Radiological parameters were improved significantly pre- to postoperatively (p < 0.001, Pearson/Spearman correlation). Pearson/Spearman correlation were used to evaluate significant relationships between demographic, clinical and radiological hip-related measurements. Joint specific function as measured by the above mentioned patient-reported outcome measures (PROMs) (p < 0.001, Pearson/Spearman correlation), and pain (p < 0.001, Pearson/Spearman correlation) also improved significantly. For a summary of pre- and postoperative radiological measures and PROMs, see Table II.
Table II.
Pre- and postoperative radiological parameters and PROMs of periacetabular osteotomy patients.

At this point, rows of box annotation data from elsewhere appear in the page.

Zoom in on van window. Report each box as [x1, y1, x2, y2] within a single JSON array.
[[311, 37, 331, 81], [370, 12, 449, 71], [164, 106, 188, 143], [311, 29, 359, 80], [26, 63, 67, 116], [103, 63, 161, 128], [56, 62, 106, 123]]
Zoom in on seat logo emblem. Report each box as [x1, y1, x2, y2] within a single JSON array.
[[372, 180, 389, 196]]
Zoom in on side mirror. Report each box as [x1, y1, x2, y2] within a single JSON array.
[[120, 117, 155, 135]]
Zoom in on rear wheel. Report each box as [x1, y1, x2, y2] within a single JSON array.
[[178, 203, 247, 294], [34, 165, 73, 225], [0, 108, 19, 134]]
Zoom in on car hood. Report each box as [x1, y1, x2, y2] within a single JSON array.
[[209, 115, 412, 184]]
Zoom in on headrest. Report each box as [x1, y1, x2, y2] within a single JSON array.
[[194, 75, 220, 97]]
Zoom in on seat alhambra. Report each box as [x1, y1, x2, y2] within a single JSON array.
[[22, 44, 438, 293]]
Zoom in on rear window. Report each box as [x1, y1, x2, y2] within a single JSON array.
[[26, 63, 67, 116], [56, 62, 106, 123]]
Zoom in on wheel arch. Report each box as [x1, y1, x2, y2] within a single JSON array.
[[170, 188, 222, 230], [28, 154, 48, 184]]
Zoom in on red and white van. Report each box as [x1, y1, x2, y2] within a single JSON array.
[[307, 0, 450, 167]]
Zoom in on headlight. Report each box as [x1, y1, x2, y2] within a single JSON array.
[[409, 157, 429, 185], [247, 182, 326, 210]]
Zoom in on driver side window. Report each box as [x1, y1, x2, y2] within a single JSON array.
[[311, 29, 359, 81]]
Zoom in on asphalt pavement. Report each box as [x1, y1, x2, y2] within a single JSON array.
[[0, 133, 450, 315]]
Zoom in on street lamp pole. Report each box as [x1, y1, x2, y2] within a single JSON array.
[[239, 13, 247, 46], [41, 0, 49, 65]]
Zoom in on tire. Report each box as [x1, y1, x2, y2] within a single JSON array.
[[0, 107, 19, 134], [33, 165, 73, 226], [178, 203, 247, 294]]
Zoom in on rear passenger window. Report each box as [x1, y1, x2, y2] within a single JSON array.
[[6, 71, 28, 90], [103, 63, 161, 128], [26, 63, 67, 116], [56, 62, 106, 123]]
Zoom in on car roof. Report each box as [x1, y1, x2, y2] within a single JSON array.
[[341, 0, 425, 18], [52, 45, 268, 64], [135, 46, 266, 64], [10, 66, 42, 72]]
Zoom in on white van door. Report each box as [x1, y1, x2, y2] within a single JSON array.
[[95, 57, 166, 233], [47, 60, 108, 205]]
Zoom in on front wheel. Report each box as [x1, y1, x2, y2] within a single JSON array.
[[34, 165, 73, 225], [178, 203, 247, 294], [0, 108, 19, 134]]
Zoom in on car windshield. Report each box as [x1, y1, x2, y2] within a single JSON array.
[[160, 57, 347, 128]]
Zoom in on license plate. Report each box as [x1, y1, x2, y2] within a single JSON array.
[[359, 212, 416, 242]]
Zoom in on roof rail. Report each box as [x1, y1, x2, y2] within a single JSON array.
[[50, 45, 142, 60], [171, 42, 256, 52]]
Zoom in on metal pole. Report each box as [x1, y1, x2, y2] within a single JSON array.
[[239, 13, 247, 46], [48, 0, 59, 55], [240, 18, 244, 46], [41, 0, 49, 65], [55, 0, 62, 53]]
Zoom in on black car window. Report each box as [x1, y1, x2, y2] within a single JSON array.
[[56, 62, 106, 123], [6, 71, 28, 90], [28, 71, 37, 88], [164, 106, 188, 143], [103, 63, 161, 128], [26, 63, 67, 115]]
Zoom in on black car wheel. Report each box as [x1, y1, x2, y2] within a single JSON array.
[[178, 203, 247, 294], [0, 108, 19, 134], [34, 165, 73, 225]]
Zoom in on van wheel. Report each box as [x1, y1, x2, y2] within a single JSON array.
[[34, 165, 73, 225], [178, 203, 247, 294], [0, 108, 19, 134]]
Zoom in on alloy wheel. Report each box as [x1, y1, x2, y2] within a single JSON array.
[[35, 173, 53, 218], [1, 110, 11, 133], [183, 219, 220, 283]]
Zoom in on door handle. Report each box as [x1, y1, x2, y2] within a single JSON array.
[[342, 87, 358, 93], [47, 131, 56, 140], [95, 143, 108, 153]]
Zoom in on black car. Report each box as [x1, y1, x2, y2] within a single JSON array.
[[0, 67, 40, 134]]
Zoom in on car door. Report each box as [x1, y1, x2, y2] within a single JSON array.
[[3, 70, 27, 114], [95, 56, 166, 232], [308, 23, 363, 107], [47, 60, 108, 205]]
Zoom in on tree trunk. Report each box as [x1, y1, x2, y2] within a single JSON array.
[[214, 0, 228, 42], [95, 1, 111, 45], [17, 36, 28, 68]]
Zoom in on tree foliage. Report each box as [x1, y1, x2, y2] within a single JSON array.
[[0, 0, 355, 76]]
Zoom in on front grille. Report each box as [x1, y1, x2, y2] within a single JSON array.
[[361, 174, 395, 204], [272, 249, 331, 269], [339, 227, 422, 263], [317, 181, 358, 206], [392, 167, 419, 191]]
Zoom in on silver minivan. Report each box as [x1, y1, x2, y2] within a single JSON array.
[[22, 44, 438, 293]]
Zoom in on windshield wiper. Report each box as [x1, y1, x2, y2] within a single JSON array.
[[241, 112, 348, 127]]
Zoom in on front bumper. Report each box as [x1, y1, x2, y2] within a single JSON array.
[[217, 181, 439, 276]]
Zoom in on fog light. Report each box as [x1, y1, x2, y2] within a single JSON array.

| Parameter | Preoperative, mean (SD) | Postoperative, mean (SD) | Delta-p | p-value* |
|---|---|---|---|---|
| LCEA, ° | 15.93 (6.2) | 29.21 (5.97) | 13.18 (6.11) | < 0.001 |
| TA, ° | 13.12 (6.83) | 1.05 (7.5) | -11.98 (6.57) | < 0.001 |
| FHEI, % | 24 (8.0) | 10 (9.0) | -0.14 (0.07) | < 0.001 |
| iHOT-12 | 40.39 (21.87) | 73.21 (22.28) | 32.83 (27.27) | < 0.001 |
| SHV | 41.32 (23.88) | 80.5 (17.32) | 39.23 (27.82) | < 0.001 |
| Pain, NRS | 7.32 (1.82) | 2.18 (2.0) | -5.14 (2.36) | < 0.001 |
| HOS Sym | 50.5 (26.62) | 71.78 (18.86) | 21.29 (27.15) | < 0.001 |
| HOS Pain | 43.02 (23.5) | 79.36 (18.68) | 36.34 (23.02) | < 0.001 |
| HOS Func | 54.22 (29.02) | 84.28 (17.47) | 30.07 (25.39) | < 0.001 |
| HOS Sport | 73.95 (24.27) | 73.95 (24.27) | 35.46 (26.49) | < 0.001 |
| HOS QoL | 28.03 (28.03) | 62.07 (25.39) | 34.03 (29.76) | < 0.001 |
-
All p-values are significant.
-
*
Spearman correlation.
-
FHEI, femoral head extrusion index; HOS Func, Hip Disability and Outcome Score activities of daily living; HOS Pain, Hip Disability and Outcome Score pain; HOS Qol, Hip Disability and Outcome Score quality of life; HOS Sport, Hip Disability and Outcome Score sport; HOS Sym, Hip Disability and Outcome Score symptoms; LCEA, lateral central edge angle; NRS, Numerical Rating Scale; PROMs, patient-reported outcome measures; SD, standard deviation; SHV, Subjective Hip Value; TA, Tönnis angle.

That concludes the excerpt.